3. There is no clear clinical evidence the absence or presence of "pornography" (whatever that may mean) in a home leads children to become sex offenders. Clinically valid links do seem to exist between having a parent who was abused and the likelihood of being abused, yet that's at least equally true in strict Christian homes as it is in any other home--many would argue that more abuse (and a greater likelihood of sexual deviance) occur in the homes of avowed fundamentalists (regardless of sect affiliation) than in other segments of the general population.

4. The fundamental question of having any part of the mental health process run as a for-profit enterprise is never addressed. As an entrepreneur, I believe the market has its place. I also believe there are areas where it does not--areas where profit and quality are not synonyms. That does not mean public facilities are better, just that profit is not always the only yardstick we ought to use. What happened, for example, to the idea that non-profits were appropriate ways to deliver health care?

There are other questionable areas in the presentation of the article, such as the final question asked by Captain Marty Cramer of the Pima County Sheriff's Department being used to sensationalize the article, but this letter is already long enough.

--Paul Amyx

J.E. Relly replies: I'd like to respond to your reference to my article as filled with "innuendo, unattributed quotes, and unsupported insinuation." The material I covered straddled a subject many were not willing to discuss. In the dozens of interviews I conducted, six people wanted to remain anonymous. Every sentence in my piece is backed by public records, taped interviews or studies. The reader is at liberty to choose whether to believe statements by attributed and unattributed sources.

Whether juvenile sex offender's allegations of family Satanic ritualistic practices are bogus, I can only say, yes, a polygraph test of each claimant would have been ideal. (Incidentally, the state spends $3,600 a year conducting polygraphs on juvenile sex offenders--confidential information that remains in the medical record.)

Obviously, kids who molest children are disturbed, whatever their story.

You wrote, "There is no clear evidence that the absence or presence of 'pornography' (whatever that may mean) in a home leads children to become sex offenders."

Indeed, there have been few studies on juvenile sex offenders in general; only 73 articles appear in the psychological and psychiatric literature. I refer you to a 1995 study by Ford and Linney with three types of offender groups in a juvenile correctional facility like the one in Catalina. The sex offenders reported exposure to hardcore, sexually explicit material 42 percent of the time, while only 29 percent of violent and status offenders reported it. In the Becker and Stein study in 1991, the sex offenders were also self-reporting when the researchers found no connection between hardcore porn and juvenile sex offenses.

Speaking of insinuation, I wouldn't mind seeing the citations on your references to "...many would argue that more abuse occurs in the homes of avowed fundamentalists than in other segments of the population."

And yes, I applaud more discussion on the impact of for-profit enterprise on state-funded mental health care.

By the way, Paul, how's your "poly-fidelity" movement going?

No Problem

To the Editor,

I am submitting a guest column for your consideration.

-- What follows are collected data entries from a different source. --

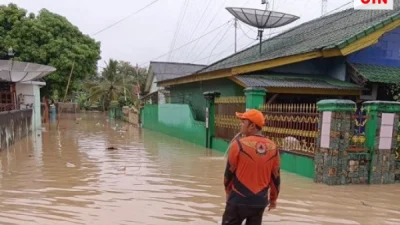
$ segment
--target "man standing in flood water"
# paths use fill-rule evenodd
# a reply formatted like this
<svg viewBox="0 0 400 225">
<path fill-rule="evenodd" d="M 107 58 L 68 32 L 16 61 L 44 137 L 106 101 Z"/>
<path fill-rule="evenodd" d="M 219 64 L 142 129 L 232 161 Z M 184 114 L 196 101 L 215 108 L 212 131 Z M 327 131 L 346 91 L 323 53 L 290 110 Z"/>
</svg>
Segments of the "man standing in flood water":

Your recent article about the PCC teacher who drank beer before class inspired me ("Don't Pay The Two Bucks," TW, March 20). If you don't care to print the whole thing as a column, then I don't mind if you chop off a piece to use just as a letter to the editor. Of course, you may not want to use it at all. In that case, you are a swine, and I would like for you to print this as a letter to the editor. That way, I can show my friends how I called you a name and you printed it.

If you can't say something pretty, don't say anything at all.